Le nuove norme lasciano al whistleblower la facoltà di decidere, a seconda delle circostanze del caso concreto, se comunicare le segnalazioni all’interno dell’ente interessato (come un’azienda), direttamente alle autorità nazionali competenti, o agli organi e le agenzie competenti dell’Ue; nei casi in cui non siano state adottate delle misure adeguate in risposta alla segnalazione iniziale di un “whistleblower”, o se si ritenga che vi sia un pericolo imminente per l’interesse pubblico o un rischio di ritorsione, l’informatore sarà comunque protetto se deciderà di divulgare pubblicamente le informazioni, senza passare attraverso questi canali.

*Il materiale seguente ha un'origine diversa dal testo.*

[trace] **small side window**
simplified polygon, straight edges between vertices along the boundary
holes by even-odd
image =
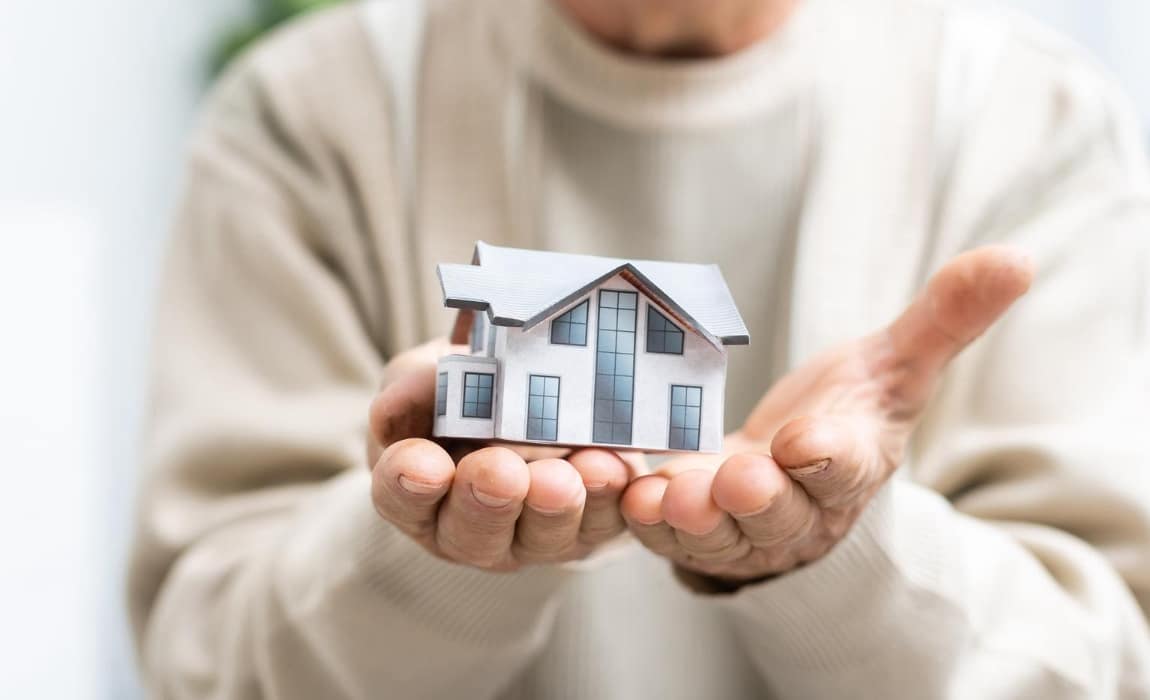
[[[586,300],[551,322],[552,345],[586,345]]]
[[[698,449],[703,411],[703,387],[670,387],[670,449]]]

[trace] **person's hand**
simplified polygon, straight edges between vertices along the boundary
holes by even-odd
[[[728,436],[723,456],[674,459],[636,479],[622,501],[631,531],[715,583],[821,557],[900,463],[943,369],[1032,277],[1011,248],[959,255],[889,328],[780,380]]]
[[[451,349],[424,345],[384,371],[368,445],[379,516],[437,556],[494,571],[581,559],[622,532],[630,469],[614,452],[430,439],[436,359]]]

Saranno tutelati anche coloro che assistono gli informatori, come i facilitatori, i colleghi e i parenti. Gli Stati membri dovranno garantire che gli informatori abbiano accesso gratuito a informazioni e consulenze complete e indipendenti sulle procedure e sui mezzi di ricorso disponibili, nonchè all’assistenza legale nel corso del procedimento. Durante i procedimenti giudiziari, gli informatori potranno ricevere sostegno finanziario e psicologico. Le aziende e le autorità pubbliche dovranno creare canali di comunicazione appositi per “whistleblower”, ma le piccole imprese e i piccoli municipi potranno essere esentati da tali obblighi.

Dopo l’approvazione definitiva del testo di legge da parte dei ministri Ue, gli Stati membri avranno due anni di tempo per adeguare le normative nazionali.